Tutorial · Presales · 22 min

    Writing an RFP Response That Wins

    The presales lead's playbook — bid/no-bid scoring, win themes, the compliance matrix, pricing strategy and the executive summary that gets you shortlisted.

    1. Step 01

      Bid / no-bid in 48 hours

      Most teams lose money by responding to RFPs they had no chance of winning. Score every RFP on five axes (1–5):

      • Fit — does our product actually do this?
      • Relationship — do we know anyone inside?
      • Competition — how many incumbents and how entrenched?
      • Margin — can we deliver this profitably?
      • Strategic value — does it open a market or reference logo?

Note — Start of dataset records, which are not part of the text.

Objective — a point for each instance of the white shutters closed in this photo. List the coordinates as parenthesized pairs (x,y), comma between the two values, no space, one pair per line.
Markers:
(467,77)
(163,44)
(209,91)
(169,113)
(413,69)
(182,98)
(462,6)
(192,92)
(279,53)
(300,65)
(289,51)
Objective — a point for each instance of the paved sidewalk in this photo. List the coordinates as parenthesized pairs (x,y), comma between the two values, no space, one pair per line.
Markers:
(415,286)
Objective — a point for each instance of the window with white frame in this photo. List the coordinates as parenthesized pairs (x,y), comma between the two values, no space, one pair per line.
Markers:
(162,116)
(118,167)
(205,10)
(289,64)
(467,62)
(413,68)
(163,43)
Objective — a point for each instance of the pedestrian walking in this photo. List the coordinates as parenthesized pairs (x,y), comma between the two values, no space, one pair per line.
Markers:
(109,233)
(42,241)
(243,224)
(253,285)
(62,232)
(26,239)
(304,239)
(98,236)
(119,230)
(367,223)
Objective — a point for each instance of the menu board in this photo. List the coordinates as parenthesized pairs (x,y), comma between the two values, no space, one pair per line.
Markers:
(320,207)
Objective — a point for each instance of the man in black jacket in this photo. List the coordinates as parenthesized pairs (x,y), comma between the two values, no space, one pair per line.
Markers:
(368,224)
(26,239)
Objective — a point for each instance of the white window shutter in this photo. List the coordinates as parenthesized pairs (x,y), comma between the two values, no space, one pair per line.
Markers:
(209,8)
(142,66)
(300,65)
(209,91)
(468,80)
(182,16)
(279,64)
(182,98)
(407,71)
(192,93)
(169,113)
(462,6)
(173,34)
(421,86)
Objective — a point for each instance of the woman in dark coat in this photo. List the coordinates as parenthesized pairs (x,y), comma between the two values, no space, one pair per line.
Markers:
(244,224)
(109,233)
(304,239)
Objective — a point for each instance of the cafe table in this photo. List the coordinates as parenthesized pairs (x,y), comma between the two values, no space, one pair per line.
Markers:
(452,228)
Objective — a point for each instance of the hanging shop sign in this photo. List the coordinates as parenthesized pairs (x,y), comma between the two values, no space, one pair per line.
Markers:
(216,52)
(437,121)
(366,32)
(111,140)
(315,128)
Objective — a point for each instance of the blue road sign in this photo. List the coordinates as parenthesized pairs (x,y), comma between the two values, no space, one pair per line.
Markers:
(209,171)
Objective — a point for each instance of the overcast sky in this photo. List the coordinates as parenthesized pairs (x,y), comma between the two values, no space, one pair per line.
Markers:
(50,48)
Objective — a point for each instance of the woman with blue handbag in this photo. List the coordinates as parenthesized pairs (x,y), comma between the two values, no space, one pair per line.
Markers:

      Below 15/25 → no-bid. Send a polite decline and preserve the relationship.

    2. Step 02

      Decompose the RFP into a compliance matrix

      Read the RFP twice. On pass two, extract every numbered or bulleted requirement into a spreadsheet. Columns: Section · Requirement · Mandatory? · Our response (Comply / Comply with comment / Alternative / Non-comply) · Proof reference · Owner.

      This matrix is your project plan for the response, your QA checklist, and a deliverable the buyer almost always asks for.

    3. Step 03

      Pick three win themes

      A win theme is one sentence that answers "why us, not them" for this specific buyer. Three is the max — humans can't remember more.

      Examples for a wallet RFP:

      • "We deliver on Fineract — the same core the central bank already audits."
      • "Our team has shipped 6 wallets in this region; the others are pitching their first."
      • "Our pricing is per-active-wallet, not per-seat — your costs scale with your revenue."

      Every section of the response should echo at least one theme.

    4. Step 04

      Executive summary — the only page they'll all read

      Two pages. Structure:

      1. One paragraph restating the buyer's problem in their words.
      2. Three win themes, each as a short heading + paragraph.
      3. A single results table (your top 3 reference outcomes with numbers).
      4. The headline commercial: total price, timeline, team size.
      5. A short closing paragraph signed by the account owner.
    5. Step 05

      Technical response — answer in their order

      Never reorder the buyer's sections. Evaluators score with a checklist; making them hunt loses points. For each requirement: restate it, give the comply/alternative response, then 1–3 paragraphs of evidence with a screenshot or architecture snippet.

    6. Step 06

      Commercials — anchor, don't dump

      Lead with the total. Then a one-page breakdown by phase, not by line item. Offer two options (e.g. "Standard" and "Accelerated") so the buyer is choosing between you and you, not between you and a competitor.

      Include assumptions and exclusions explicitly — this is what prevents scope arguments in month two.

    7. Step 07

      Reviews: pink, red, gold

      Three internal reviews on a serious RFP:

      • Pink (50% draft) — does the storyline work?
      • Red (90% draft) — would I buy from us?
      • Gold (final) — compliance, pricing math, brand, legal.
    8. Step 08

      Submit early, then prepare for clarifications

      Submit a day early. Use the time to prep a clarifications log and a demo. ~70% of shortlisted bids get a clarification round; the team that responds within 24 hours with crisp answers usually wins.